11 Haziran 2023 Pazar

Jane Austen Kitap Kulübü #31 Arkadaşlarla Sohbetler

Jane Austen Kitap Kulübü 31. toplantısını 10 Haziran Cumartesi günü saat 21.00'de gerçekleştirdi. Sally Rooney'den okuduğumuz üçüncü kitap Arkadaşlarla Sohbetler oldu.


Rooney'in eserlerinde işlediği temaların birbirine olan benzerliği nedeniyle kulüpte konuştuğumuz konular da çok değişmedi.

Her zamanki gibi toplantıya eser hakkındaki genel fikirlerimizi söyleyerek başladık. Hiçbirimiz büyük bir beğeni duymamıştık kitaba karşı.

Rooney okuyunca ilişki kurma biçimlerinin geçmişten günümüze evrildiği halleri konuşmadan geçemedik. Yıllar sonra insanların dönemimizdeki ilişki biçimleri, iletişim kurma şekilleri hakkında ne düşünebileceği üzerine de kafa yorduk.

Sally Rooney'in yazı üslubuna, yazma amacına değindik bir süre de. Bize bu ilişkileri anlatma amacını sorguladık. 

Tek tek karakterleri masaya yatırdık. Kendimizi özdeşleştirebileceğimiz, "anlayabileceğimiz" bir karakterin olmadığına kanaat getirdik. Bu durumun da romandan bizi uzaklaştırdığını fark etmemiz çok sürmedi.

Rooney'nin yazdığı aileleri masaya yatırdık toplantımızın devamında. Aile içi iletişimin karakterlere yansıyış biçimlerini arasındaki bağlantıyı ortaya koymaya çalıştık.

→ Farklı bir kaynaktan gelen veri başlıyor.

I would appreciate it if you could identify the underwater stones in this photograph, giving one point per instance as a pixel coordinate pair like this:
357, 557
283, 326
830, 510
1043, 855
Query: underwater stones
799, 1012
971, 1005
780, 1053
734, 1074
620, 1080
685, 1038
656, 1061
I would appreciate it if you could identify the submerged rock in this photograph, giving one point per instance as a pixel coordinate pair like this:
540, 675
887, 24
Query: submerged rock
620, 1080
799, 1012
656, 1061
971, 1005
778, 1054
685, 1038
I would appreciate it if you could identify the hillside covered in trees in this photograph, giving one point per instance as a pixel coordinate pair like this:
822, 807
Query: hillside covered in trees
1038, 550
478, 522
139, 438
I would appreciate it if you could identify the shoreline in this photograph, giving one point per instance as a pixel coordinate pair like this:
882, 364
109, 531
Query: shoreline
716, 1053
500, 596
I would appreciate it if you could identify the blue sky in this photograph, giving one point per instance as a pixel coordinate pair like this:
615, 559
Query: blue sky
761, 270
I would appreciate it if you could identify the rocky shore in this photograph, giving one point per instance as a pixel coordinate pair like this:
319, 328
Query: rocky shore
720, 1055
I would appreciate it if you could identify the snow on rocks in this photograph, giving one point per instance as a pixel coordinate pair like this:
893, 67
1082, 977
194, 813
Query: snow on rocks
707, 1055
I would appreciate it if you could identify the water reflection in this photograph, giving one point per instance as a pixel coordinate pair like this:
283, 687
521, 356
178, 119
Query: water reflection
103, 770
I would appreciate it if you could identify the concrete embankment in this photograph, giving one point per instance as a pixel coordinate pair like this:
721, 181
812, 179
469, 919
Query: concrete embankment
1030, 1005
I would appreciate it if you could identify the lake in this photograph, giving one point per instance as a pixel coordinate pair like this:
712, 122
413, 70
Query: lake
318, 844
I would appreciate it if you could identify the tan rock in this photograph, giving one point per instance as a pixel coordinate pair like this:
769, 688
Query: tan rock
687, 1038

Bireyselleşmenin insanların ilişkilerden beklentilerini dönüştürmesi üzerinde durduk bir müddet. Rooney karakterlerinin duygusal savrulmalarına çözüm üretmeye de çalıştık kendimizi tutamadık.

Ve her zamanki gibi kitaptan altını çizdiğimiz satırları okuyup toplantımızı sonlandırdık.

Benim kitapta en beğendiğim kısım şuydu:

- "Ertesi gün ya da onun ertesi gün de aramadı. Hiç kimse aramadı. Beklemek gün geçtikçe beklemek gibi değil de hayatın ta kendisi gibi gelmeye başladı: Hayat, beklediğiniz şey gerçekleşmemekte ısrar ederken dikkatinizi dağıtmak için yaptığınız işlerdi. İşlere başvurdum ve seminerlere gittim. Hayat akıp gitmeye devam etti."

Bir sonraki kitabımız Bir Kır Balosu- Honore De Balzac.

Hadi görüşürüz.

Görüşür müyüz?

Görüşelim!

4 Haziran 2023 Pazar

Jane Austen Kitap Kulübü #30 Bahçıvan

Jane Austen Kitap Kulübü 30. buluşmasını 7 Mayıs Pazar günü gerçekleştirdi.

Amanda Coplin'in Bahçıvan isimli romanını okuduk birlikte.

Toplantımıza kitabın Türkçe çeviri adının özgün adına hiç uymayışına şaşırmakla başladık. 

Hemen ardından kitabın uzun olmasına karşın rahat okunması konusunda hemfikir olduk. Ama yine de yer yer sıkıldığımızı itiraf etmekten alamadık kendimizi.

Uzunca bir süre kitabın ülkemizdeki baskısının kapak tasarımına övgüler dizdik. Benim kitabı çerçeveletip duvara asmama ramak kaldı hatta. 

Romanın ana karakteri Talmadge'ı inceledik enine boyuna.

Yine kulüp üyeleri olarak topluca kitabın her sayfasında bir olay bir entrika bir şaşırma unsuru beklediğimize fakat karşılık bulamayışımıza üzüldük.

Toplantımızın devam eden kısmında karakterler üzerinde yoğunlaştık tek tek.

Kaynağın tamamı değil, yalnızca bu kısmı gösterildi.